Search code examples
apache-flinkflink-streaming

Flink Timer onTimer events - are they forcing redistribution of the stream?


I have KeyedProcessFunction (named Stateless) that processes data per key (e.g. transaction id). Stateless is lightweight and doesn't use state - it sets only a timer.

Upstream I'm reading from Kafka (partitioned, key is hash + modulo of transaction id). Downstream is not important. I've read Keyed State documentation and I understand that for stateful processing data will be redistributed (shuffled) and probably checkpointed to guarantee consistency but it's unknown how it works for timers.

When I don't use state but I register timer (It's per key context I assume):

  1. Are events redistributed and checkpointed across tasks based on keys similarly to stateful processing?
  2. Are timers expiry events are redistributed across tasks or are executed on machine which registered it?

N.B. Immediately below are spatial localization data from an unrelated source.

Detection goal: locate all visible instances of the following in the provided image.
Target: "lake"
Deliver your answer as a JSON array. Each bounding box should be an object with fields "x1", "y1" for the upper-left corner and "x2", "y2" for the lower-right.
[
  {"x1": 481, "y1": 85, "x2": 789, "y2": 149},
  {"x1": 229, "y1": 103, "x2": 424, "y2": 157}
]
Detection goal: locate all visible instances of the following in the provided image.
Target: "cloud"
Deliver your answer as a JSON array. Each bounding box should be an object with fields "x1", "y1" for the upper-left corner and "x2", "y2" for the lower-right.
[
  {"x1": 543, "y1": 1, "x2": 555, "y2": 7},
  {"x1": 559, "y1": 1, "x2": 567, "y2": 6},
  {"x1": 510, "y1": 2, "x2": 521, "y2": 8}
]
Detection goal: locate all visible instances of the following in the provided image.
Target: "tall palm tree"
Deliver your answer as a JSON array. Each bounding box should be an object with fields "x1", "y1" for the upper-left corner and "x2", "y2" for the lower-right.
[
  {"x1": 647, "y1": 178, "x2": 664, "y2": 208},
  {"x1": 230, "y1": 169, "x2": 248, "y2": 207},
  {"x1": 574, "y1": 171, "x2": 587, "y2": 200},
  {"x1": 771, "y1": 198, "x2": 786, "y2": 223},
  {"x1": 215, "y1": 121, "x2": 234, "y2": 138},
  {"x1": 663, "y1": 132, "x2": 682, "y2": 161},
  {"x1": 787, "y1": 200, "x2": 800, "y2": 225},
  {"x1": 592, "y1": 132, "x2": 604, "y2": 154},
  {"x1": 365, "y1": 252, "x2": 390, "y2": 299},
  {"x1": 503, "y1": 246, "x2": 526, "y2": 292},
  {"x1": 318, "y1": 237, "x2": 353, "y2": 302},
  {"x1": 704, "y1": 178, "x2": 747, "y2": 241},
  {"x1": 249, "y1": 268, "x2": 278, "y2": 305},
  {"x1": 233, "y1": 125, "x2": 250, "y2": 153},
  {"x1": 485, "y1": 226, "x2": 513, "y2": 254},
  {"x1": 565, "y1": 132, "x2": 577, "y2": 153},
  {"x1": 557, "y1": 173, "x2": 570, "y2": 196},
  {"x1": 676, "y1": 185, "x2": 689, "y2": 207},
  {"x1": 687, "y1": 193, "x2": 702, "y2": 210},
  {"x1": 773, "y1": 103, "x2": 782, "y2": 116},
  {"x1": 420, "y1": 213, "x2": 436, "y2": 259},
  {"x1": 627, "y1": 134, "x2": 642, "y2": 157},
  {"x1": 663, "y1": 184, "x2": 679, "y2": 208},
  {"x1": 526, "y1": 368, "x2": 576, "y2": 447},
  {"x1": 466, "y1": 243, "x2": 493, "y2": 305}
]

I've read documentation and samples of the code.


Solution

  • In pretty much every respect timers behave in the same way as state. Timers are keyed, and are only available on keyed streams. They are scoped to the specific operator in which they are created -- typically a KeyedProcessFunction. Furthermore, timers are stateful in the sense that they are included in checkpoints.

    I wouldn't say that timer force a redistribution of the stream, but rather that they require it.